The rear wall 30 of the bucket 10 consists of two metal sheets 36, 37 which are welded together to get a cambered or round shaped rear wall 30. As can be seen from the right drawing in FIG. 6 the two metal sheets 36, 37 are arranged along the welding line 38 inclined to each other. Each of the two metal sheets forms an angle γ against the straight line B crossing the welding line 38. The inclination against the straight line B of each metal sheet 36, 37 leads to a further weight reduction of the total bucket weight. Moreover, the wear of the bucket rear wall 30 can be significantly reduced.
The metal sheets are neither pressed nor molded. They are laminated, cut and welded together. The welding line 38 as shown in FIG. 3 connects the two metal sheets 36, 37 together. Further, the side views of FIGS. 3 and 4 point out the resulting circular shape of the bucket rear wall which brings forth a further optimised volume to weight ratio of the bucket 10.
In detail, the portions of the rear wall, including each metal sheet 36, 37 of the rear wall, are arranged inclined to each other. In the example, the angle γ is the angle as shown or 3°.
Instead of using known wear packages the present disclosure focuses on carbide overlays which are disposed directly on some structural parts of the bucket 10. FIG. 7 shows different structural parts of the bucket 10. On the left side, the inner surface of the rear wall 30 is shown wherein the hedge area 80 constitutes the recharging surface which comprises the carbide overlay. The structural part in the middle of FIG. 7 discloses a portion of the bucket close to the bucket lip 34 wherein the structural part depicted on the right side is a first sidewall 40 of the bucket 10. Both structural parts show hedged areas 80 which constitutes the carbide overlay for increasing the hardness and resistance of the bucket material.
The carbide overlay on the structural parts is disposed after the cutting process during manufacturing of the bucket 10 and before forming and welding the bucket 10. The overlaying is still feasible with a mechanical process.
The used carbides comprise tungsten which has appropriate properties to increase the hardness and resistance of the bucket 10 during the complete bucket lifetime.
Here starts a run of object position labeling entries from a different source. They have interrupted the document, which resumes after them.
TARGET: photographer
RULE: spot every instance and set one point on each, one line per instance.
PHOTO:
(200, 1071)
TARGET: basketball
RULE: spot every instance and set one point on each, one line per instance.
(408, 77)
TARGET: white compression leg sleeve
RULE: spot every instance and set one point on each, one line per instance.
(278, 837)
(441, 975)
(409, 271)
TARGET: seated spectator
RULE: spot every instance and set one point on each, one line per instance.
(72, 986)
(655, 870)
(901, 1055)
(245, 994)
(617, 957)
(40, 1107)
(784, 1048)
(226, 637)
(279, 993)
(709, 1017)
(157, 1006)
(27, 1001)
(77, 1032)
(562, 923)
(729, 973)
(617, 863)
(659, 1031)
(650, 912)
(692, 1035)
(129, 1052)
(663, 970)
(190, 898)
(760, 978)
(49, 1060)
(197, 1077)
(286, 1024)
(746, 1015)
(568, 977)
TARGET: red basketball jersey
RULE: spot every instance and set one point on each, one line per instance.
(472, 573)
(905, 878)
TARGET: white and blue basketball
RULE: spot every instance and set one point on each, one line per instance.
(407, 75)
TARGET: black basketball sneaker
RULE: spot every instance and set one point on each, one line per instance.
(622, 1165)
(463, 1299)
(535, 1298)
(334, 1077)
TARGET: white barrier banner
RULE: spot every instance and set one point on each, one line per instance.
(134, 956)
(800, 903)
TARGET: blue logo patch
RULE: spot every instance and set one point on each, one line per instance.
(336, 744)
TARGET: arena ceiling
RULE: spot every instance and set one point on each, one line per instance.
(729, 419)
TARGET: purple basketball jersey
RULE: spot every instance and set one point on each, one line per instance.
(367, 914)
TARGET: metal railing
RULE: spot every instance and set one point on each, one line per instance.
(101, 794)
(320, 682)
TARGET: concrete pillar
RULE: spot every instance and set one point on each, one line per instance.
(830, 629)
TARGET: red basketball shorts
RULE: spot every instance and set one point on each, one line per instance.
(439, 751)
This enables reducing the global weight as the recharging is done directly on the bucket structure.
The disclosure further includes an example method of form an excavator bucket for an earth moving machine, comprising: forming an interior bucket space by a curved rear wall and a pair of opposed sidewalls, wherein the bucket comprises a bucket box arranged onto the rear wall and which extends along a lateral axis of the bucket, wherein an angle between at least one of outer lateral sides of the bucket box and the rear wall of the bucket, is less than 90 degrees; and disposing a carbide overlay including tungsten at least partly on one or more structural parts of the bucket after a cutting process and before a forming and welding process of the bucket, wherein the overlaying is optionally performed by a mechanical process.
It should be noted that the Figures may show various components directly coupled to one another, and in such cases show the components contiguous with one another, although alternative approaches may also be used.